Ranschau seemed visibly shaken. His right arm, propped on the defense table, began to tremble.
Ranschau had violated court orders, she told him “What are you, almost 40?” He nodded.
“For you to say, ‘We both got mad and so I left.’ You left after you beat the crap out of her. Look how little she is, and you are good-sized. You said ‘She bit me.’ Well, I would have bit you too. This is unacceptable.”
He had a history of assault, Mayer told Ranschau.
“You are almost 40 years old and you continue to exhibit; this kind of violence.”
In his interviews with court services for his pre-sentence investigation, he continued to blame the victim of his attacks, Mayer said.
“She had to take time off work so people wouldn’t see how badly bruised she was,” Mayer told Ranschau. “Nobody should have to live through this kind of fear.”
She ordered him to pay more than $2,000 in restitution to the woman he had admitted assaulting.

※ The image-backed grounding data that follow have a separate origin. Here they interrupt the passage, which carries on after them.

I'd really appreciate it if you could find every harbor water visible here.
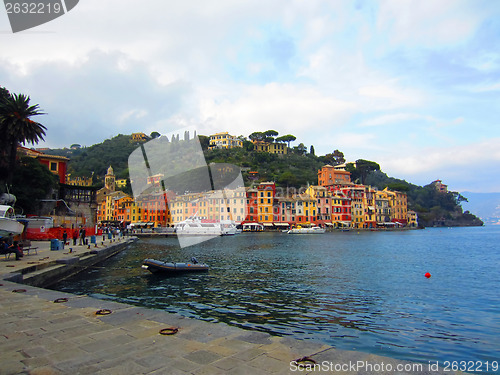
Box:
[51,226,500,371]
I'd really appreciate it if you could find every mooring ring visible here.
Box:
[159,327,179,335]
[95,309,112,315]
[293,356,317,368]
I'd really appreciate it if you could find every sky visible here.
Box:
[1,0,499,193]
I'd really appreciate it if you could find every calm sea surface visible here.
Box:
[51,226,500,371]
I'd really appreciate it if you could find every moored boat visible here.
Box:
[0,205,24,238]
[287,225,325,234]
[142,258,209,274]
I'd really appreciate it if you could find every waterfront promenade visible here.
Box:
[1,239,463,374]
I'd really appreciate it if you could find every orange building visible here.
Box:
[318,164,351,187]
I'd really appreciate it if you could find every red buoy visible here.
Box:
[425,272,431,279]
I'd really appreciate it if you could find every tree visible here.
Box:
[293,143,307,155]
[309,145,315,155]
[0,86,9,103]
[264,129,279,143]
[150,131,161,139]
[276,134,296,148]
[346,159,380,185]
[249,132,265,142]
[0,92,46,185]
[322,149,345,165]
[198,135,210,150]
[12,156,59,214]
[243,140,254,151]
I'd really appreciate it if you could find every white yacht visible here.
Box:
[0,205,24,238]
[174,217,239,236]
[174,218,223,236]
[287,225,326,234]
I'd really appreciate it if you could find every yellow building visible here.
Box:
[66,174,93,187]
[407,210,418,227]
[97,191,129,223]
[209,132,243,150]
[131,133,149,142]
[253,141,287,154]
[349,185,365,229]
[257,182,276,225]
[115,179,128,189]
[382,188,408,225]
[363,186,377,228]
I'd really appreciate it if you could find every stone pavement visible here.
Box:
[0,240,464,375]
[0,237,128,280]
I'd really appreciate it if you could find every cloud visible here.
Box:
[359,113,465,128]
[376,0,486,48]
[198,83,356,136]
[376,138,500,191]
[0,50,194,147]
[1,0,498,192]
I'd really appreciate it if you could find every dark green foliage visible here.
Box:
[276,134,296,148]
[204,147,323,188]
[365,171,483,227]
[12,156,59,214]
[319,150,345,166]
[67,134,139,184]
[198,135,210,150]
[346,159,380,185]
[0,91,46,184]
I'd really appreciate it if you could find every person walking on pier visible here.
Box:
[72,229,78,246]
[79,227,86,245]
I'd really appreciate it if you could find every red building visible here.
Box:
[18,146,68,183]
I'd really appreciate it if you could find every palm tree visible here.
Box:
[0,93,46,184]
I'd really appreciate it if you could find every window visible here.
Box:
[50,162,57,171]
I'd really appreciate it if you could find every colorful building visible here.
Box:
[305,185,331,226]
[208,132,243,150]
[375,191,391,225]
[245,188,259,223]
[131,133,149,142]
[256,182,277,226]
[253,141,288,154]
[318,164,351,187]
[17,146,68,184]
[363,186,377,228]
[407,210,418,227]
[66,174,93,187]
[432,179,448,193]
[331,190,352,228]
[382,187,408,226]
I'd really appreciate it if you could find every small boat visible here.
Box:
[142,257,209,274]
[287,225,325,234]
[0,205,24,238]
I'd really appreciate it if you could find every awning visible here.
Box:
[324,222,333,226]
[262,223,274,226]
[273,223,289,226]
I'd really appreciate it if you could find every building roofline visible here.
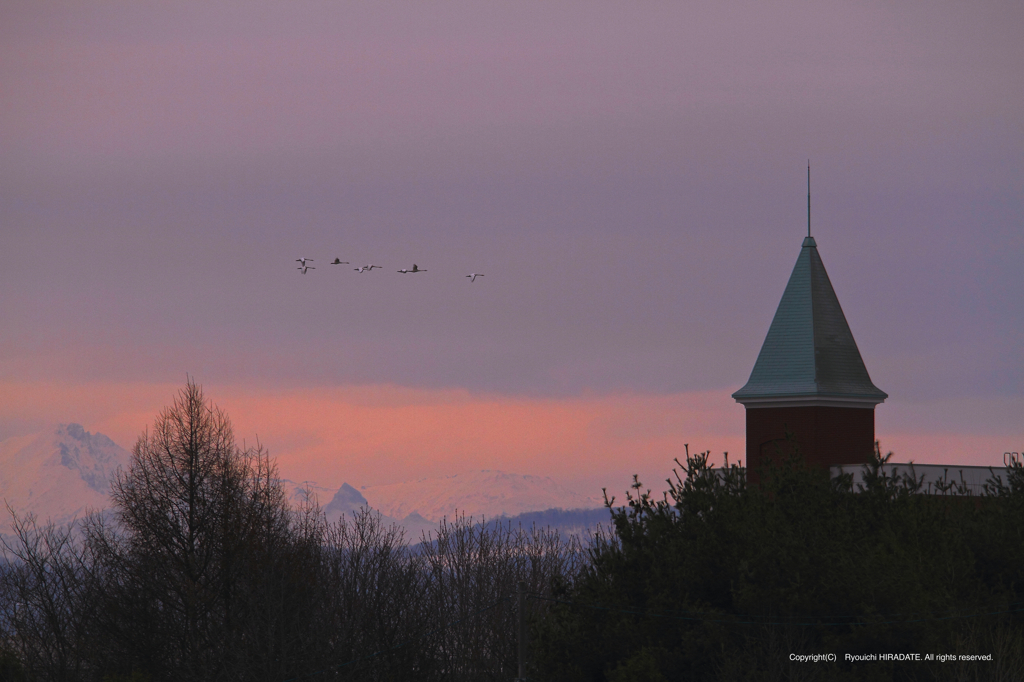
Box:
[734,235,886,404]
[733,394,886,408]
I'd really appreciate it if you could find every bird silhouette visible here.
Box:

Mayer then changed her tone, and told Ranschau that she could see he was a good worker and had children he wanted to support. She urged him to take advantage of programs available in prison.
“I wish you well. You will come up for parole . . . I really want you to get a job.”
Under state sentencing guidelines, with his lack of a serious criminal history, Ranschau should be eligible for parole after a year or less behind bars.
She ordered him remanded to jail to await transfer to the prison in Sioux Falls.
A deputy handcuffed him and led him to the jury box to await a ride to the Hughes County Jail.
Ranschau seemed stunned. He turned his chair toward the wall and looked down without moving for 10 minutes or so before he was led out of the courtroom.